A. I moved to California when I was 20 years old to study jazz guitar with the late, great Joe Pass. I landed a few on-camera talent gigs for movies and television as a musician and began doing recording-session work for radio and TV jingles. I started performing at Disneyland in 1980. I've played acoustic and electric guitar, banjo, fiddle, mandolin, bass, and washboard in over 25 bands, shows and parades. I also played at the Disneyland Hotel for over eight years in Sgt. Preston's Yukon Salon and Dance Hall. Recently, I've been substituting in the "Billy Hill and the Hillbillies" show and playing with the "Barn Cats." I took some computer classes and liked writing computer programs. I thought that, if nothing else, having a degree in computer science would be a good background, but I had no idea how it would affect my life and my music career. I got an internship at Warner New Media in Burbank in 1990. As I became more proficient at reading and writing software, I was given more programming tasks and ended up a full-time software engineer, building software tools that would allow people who were not engineers to create CD-ROMs. The first of 15 commercially published CD-ROM titles I worked on was Time Magazine's "Desert Storm."
Q. You've been with Pioneer for 2 1/2 years. What do you do as a senior project manager?
A. One thing I don't do is write code. Although I work with the engineering group and discuss software development, I'm smart enough to know that there are people who are a lot more talented at writing software than me. At the highest level, my job is to make sure they know what to build, what to fix and when the product ships.
Q. What projects have you worked on at Pioneer?
A. I have mainly focused on two projects, Video on Demand (VOD) and Passport Echo, our digital video recorder (DVR) software. These are both large projects that have taken quite a long time to develop and deploy. The VOD application extends Passport's schedule-based navigation, which is used in the Program Guide. Viewers can browse movie and television titles, make a purchase, and watch the video immediately. Unlike Pay-Per-View movies, you can fast forward, rewind and pause on-demand videos just as you would if you were using a DVD. Passport Echo extends the Program Guide and VOD features by allowing viewers to pause, rewind and fast forward live video, as well as save shows to an internal hard drive for later playback.
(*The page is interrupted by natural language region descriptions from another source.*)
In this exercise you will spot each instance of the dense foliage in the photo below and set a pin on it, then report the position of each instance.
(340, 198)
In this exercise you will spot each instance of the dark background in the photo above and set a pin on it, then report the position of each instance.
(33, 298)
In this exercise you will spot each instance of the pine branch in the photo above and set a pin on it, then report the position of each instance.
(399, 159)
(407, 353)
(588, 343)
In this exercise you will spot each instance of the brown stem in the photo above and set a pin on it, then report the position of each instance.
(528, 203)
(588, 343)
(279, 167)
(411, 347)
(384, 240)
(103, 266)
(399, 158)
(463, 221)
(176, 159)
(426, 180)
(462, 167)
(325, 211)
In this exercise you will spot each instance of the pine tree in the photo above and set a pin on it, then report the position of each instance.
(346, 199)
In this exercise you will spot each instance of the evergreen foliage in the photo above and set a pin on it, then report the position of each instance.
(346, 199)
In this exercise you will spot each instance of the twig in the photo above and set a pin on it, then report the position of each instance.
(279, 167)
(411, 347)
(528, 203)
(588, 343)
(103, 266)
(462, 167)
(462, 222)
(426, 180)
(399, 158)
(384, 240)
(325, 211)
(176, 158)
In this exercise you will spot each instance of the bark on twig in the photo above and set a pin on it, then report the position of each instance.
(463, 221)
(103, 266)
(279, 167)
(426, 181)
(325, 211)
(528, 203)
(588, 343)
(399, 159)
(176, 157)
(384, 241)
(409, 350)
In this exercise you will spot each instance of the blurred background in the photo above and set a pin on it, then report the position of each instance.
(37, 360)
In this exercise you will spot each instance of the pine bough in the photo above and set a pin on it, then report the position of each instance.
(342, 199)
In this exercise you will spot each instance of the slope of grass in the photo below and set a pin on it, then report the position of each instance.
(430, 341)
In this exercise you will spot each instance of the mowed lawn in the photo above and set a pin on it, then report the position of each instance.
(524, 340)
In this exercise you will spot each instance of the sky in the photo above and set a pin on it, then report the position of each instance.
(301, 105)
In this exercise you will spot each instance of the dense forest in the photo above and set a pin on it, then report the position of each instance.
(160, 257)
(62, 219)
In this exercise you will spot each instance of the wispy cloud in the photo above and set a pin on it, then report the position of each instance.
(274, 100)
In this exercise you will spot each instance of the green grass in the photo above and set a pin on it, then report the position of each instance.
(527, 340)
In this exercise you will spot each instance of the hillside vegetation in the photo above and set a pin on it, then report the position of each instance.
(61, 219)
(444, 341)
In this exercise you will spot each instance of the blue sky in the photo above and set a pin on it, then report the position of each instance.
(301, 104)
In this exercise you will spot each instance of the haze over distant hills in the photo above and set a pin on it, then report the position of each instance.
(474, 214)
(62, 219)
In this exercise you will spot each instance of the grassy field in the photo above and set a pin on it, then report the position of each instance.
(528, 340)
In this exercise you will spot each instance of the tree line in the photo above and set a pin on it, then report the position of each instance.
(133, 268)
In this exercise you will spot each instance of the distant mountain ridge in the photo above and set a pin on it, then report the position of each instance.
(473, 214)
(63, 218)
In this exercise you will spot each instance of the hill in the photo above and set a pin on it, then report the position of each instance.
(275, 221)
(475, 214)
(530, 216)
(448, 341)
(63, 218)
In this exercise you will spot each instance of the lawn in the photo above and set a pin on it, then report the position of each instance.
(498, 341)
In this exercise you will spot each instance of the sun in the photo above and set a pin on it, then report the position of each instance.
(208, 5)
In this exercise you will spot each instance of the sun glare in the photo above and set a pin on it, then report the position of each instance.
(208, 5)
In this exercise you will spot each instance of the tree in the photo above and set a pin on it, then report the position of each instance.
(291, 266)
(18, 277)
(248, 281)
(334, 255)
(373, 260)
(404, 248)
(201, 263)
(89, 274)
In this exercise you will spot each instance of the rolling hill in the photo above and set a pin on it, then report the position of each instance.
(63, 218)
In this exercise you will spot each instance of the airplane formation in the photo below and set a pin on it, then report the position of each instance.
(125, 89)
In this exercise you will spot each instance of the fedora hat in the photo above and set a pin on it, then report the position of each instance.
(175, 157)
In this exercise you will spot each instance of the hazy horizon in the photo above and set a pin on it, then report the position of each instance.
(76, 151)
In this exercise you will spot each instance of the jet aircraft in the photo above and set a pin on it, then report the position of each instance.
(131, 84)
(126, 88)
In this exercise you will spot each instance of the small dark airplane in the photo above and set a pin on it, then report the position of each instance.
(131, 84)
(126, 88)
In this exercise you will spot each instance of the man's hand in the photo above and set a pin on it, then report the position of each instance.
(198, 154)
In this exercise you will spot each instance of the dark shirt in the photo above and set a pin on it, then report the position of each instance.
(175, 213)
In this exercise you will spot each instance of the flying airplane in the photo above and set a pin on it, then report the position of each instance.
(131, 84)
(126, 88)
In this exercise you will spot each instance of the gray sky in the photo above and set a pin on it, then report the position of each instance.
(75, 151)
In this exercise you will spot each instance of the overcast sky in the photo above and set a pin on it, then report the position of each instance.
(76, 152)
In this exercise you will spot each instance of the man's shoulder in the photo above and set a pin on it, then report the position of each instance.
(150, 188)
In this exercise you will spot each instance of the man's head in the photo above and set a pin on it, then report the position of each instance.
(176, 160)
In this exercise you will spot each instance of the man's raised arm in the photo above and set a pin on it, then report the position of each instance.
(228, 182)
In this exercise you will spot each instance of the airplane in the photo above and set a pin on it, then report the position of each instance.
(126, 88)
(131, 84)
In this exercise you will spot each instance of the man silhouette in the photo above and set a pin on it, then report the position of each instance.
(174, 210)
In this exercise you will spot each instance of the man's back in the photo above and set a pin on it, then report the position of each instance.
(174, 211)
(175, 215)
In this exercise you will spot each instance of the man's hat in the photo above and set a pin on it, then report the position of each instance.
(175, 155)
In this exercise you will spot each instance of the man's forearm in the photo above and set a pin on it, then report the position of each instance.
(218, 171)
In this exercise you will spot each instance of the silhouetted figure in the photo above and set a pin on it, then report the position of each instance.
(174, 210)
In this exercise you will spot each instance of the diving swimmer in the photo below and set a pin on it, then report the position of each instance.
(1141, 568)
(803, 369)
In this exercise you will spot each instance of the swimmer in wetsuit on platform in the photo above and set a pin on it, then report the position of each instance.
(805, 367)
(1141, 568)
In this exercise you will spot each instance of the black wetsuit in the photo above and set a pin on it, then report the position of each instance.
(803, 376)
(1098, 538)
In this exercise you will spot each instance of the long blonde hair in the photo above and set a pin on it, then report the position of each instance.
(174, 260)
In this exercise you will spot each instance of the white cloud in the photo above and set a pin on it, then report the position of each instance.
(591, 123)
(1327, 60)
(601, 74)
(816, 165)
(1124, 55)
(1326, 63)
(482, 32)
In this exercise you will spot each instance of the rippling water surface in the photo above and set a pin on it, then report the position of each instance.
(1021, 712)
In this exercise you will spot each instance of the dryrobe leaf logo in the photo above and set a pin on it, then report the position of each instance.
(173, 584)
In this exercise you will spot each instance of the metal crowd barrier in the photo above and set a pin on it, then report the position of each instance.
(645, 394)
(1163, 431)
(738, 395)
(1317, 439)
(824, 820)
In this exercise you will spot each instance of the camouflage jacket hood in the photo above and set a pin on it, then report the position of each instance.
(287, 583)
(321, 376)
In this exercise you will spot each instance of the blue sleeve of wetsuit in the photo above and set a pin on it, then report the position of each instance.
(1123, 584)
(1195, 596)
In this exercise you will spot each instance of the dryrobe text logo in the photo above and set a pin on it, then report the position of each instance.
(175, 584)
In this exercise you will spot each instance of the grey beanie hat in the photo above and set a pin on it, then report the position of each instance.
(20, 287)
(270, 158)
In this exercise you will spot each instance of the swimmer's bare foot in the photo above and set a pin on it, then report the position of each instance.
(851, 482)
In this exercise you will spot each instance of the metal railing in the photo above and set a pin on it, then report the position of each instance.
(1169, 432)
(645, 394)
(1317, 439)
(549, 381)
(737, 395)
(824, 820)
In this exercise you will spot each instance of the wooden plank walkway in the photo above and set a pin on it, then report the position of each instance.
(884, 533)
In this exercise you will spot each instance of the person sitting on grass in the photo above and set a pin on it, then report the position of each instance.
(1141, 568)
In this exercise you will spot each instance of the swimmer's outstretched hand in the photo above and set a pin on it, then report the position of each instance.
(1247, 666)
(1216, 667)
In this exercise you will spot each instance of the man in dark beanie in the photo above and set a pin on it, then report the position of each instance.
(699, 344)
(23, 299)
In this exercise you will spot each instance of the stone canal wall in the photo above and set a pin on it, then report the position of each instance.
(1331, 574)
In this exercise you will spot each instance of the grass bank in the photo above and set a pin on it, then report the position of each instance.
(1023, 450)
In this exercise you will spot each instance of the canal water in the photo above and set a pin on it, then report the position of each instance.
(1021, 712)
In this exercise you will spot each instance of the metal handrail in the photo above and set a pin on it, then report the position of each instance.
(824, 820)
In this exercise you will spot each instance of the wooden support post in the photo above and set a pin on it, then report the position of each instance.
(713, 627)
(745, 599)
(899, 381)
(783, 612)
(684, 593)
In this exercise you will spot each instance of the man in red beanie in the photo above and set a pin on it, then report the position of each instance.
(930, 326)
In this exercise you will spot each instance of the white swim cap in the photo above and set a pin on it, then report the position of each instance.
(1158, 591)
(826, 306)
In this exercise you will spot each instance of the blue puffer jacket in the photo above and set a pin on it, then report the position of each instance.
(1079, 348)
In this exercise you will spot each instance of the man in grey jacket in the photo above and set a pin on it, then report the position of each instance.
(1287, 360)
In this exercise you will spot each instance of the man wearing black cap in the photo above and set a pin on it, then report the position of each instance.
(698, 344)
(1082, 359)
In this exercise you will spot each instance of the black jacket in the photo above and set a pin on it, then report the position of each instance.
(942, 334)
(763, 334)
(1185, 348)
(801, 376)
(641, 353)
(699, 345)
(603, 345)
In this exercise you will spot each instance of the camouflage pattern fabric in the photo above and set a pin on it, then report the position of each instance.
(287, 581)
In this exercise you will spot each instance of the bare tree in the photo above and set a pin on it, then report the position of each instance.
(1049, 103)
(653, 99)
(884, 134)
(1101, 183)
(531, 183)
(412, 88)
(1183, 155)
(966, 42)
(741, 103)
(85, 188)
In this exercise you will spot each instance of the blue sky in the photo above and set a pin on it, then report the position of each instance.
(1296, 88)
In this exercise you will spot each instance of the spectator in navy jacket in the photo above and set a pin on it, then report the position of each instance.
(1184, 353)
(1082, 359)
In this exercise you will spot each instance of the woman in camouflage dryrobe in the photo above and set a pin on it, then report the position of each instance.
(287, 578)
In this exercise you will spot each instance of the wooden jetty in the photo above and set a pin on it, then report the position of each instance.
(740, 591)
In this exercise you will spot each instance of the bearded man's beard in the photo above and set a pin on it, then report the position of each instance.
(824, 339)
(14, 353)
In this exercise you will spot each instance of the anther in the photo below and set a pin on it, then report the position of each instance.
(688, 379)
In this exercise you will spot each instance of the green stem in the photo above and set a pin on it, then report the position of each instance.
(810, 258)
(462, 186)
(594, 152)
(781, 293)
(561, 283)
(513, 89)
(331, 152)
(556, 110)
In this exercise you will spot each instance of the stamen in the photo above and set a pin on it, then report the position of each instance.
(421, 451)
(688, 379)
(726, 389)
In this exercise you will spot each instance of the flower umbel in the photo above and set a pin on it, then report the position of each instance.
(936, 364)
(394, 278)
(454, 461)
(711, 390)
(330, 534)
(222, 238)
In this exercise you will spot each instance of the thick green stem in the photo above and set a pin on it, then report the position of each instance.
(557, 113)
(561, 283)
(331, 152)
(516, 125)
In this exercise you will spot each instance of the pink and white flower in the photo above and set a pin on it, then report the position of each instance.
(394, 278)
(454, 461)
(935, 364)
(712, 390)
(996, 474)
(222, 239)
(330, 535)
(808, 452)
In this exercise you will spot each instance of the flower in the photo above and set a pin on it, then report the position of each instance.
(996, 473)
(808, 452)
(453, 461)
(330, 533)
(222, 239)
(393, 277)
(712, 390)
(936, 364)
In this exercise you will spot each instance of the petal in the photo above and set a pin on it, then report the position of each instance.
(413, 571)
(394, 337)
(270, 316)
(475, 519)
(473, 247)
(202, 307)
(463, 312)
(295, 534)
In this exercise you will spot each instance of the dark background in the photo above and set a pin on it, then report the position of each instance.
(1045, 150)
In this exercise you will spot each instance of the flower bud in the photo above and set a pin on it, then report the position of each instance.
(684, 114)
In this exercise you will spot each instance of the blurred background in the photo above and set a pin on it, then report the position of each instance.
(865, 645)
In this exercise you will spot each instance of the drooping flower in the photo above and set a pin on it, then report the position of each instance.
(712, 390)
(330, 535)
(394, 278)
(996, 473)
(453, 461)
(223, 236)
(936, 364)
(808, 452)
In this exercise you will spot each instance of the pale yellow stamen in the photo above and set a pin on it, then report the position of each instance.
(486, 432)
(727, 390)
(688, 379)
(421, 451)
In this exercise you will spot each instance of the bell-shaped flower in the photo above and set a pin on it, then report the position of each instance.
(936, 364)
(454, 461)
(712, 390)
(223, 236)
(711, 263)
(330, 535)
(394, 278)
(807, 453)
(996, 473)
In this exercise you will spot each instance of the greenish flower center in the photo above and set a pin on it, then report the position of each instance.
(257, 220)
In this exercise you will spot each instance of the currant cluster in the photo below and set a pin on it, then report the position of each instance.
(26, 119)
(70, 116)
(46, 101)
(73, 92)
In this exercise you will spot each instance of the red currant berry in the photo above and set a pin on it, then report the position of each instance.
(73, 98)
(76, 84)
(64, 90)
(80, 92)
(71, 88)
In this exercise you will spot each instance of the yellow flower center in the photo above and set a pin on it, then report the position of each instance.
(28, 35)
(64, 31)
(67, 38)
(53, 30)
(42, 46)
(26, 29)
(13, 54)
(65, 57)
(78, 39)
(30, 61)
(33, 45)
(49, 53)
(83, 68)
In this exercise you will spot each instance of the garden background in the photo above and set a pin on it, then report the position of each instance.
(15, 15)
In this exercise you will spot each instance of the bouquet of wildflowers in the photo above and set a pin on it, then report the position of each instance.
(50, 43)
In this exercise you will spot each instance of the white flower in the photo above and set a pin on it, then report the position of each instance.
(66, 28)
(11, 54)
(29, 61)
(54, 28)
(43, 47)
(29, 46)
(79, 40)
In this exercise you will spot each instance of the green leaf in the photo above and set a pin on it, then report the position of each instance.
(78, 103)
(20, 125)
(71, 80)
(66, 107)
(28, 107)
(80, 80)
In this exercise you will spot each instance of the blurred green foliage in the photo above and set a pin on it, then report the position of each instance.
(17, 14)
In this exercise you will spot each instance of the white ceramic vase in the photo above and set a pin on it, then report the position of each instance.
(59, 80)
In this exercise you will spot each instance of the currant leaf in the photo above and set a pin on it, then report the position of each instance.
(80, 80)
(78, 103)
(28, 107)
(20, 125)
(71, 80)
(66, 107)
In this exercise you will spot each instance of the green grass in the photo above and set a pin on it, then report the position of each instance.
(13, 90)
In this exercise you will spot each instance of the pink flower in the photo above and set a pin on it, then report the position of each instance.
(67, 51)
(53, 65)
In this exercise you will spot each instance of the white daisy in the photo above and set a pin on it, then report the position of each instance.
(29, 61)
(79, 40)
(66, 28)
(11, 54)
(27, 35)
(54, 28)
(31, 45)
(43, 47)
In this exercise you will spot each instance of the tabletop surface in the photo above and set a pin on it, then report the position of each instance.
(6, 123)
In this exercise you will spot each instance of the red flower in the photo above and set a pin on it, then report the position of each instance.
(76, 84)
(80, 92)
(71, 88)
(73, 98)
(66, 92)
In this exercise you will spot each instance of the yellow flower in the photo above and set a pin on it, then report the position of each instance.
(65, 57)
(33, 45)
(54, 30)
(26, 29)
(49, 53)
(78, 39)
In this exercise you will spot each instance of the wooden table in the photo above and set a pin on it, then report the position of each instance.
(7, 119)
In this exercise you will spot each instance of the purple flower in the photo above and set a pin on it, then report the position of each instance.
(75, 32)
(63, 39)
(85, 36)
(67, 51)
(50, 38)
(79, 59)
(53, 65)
The first version of Passport Echo was commercially deployed this year and is available in Orange County through Time Warner Cable.
Q: What projects are you currently working on at Pioneer?
A. We've been updating Passport Echo to run on high-definition DVR set-top boxes, which will be available soon. We're also creating a version of Passport that will run in Pioneer's new digital cable-ready 50-inch plasma display. This next-generation media receiver can tune to off-air TV and digital cable signals without the need for an external set-top box.